The Police Federation for Northern Ireland (PFNI) says that whilst the episode should result in lessons being learnt for the PSNI, the Stormont Executive cannot duck its responsibilities.
The federation’s chairman Mark Lindsay said: “As well as supporting the actions taken by the PSNI, this HMIC report is at pains to point out the ‘confusing’ health regulations which officers were expected to enforce.
“It is acknowledged that these health regulations were difficult to interpret.
“In a situation where there was a glaring lack of clarity, there was an inevitability that it would cause difficulty.
“The Executive must bear some of the responsibility for what happened.
“The framing of the health regulations was poor.

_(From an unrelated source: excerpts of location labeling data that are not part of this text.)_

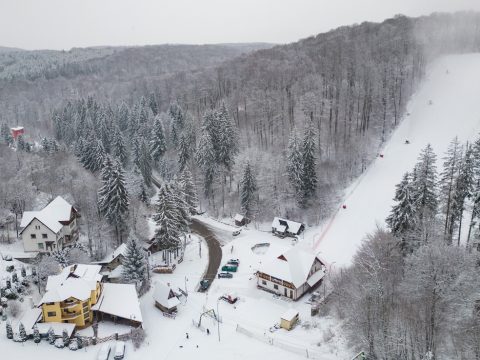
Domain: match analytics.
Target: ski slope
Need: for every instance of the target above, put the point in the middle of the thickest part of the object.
(452, 85)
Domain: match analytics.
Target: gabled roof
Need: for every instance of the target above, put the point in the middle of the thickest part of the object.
(239, 217)
(112, 256)
(292, 226)
(51, 215)
(119, 300)
(293, 266)
(75, 281)
(165, 296)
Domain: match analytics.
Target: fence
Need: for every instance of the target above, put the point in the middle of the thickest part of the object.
(293, 348)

“All of which means that ministers cannot absolve themselves or hold a position that they did all they could to give direction and certainty.
“As police officers, we are charged with policing in a very difficult environment and there are recommendations in this report with regard to how PSNI can improve their processes.

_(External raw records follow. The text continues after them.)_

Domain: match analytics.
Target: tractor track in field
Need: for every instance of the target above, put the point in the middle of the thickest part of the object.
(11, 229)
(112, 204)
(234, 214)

“What happened at the funeral contrasted sharply with how other funerals were handled and how mourners should behave.
“The fall-out has been damaging and the task now is to rebuild trust and relationships.”

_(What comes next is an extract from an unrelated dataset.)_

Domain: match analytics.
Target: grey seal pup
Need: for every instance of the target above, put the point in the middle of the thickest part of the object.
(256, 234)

The SDLP’s Dolores Kelly issued a statement which echoed this, saying: “The HMIC report published today confirms the invidious and impossible position that police officers were placed in.
“As is often the case, those tasked with managing difficult public order situations have become the focal point for political anger.
“The failures that day, and since, rest entirely with political leaders.”
Meanwhile, the Alliance Party’s John Blair rounded on unionists, who had called for the chief constable to resign.
He said: “It is the responsibility of everyone to help build confidence in policing.
“It is not good enough for elected representatives and others to simply take perceived grievances and amplify them – it is up to them to lead and follow due process to allow the police to be properly scrutinised, instead of jumping on a bandwagon.”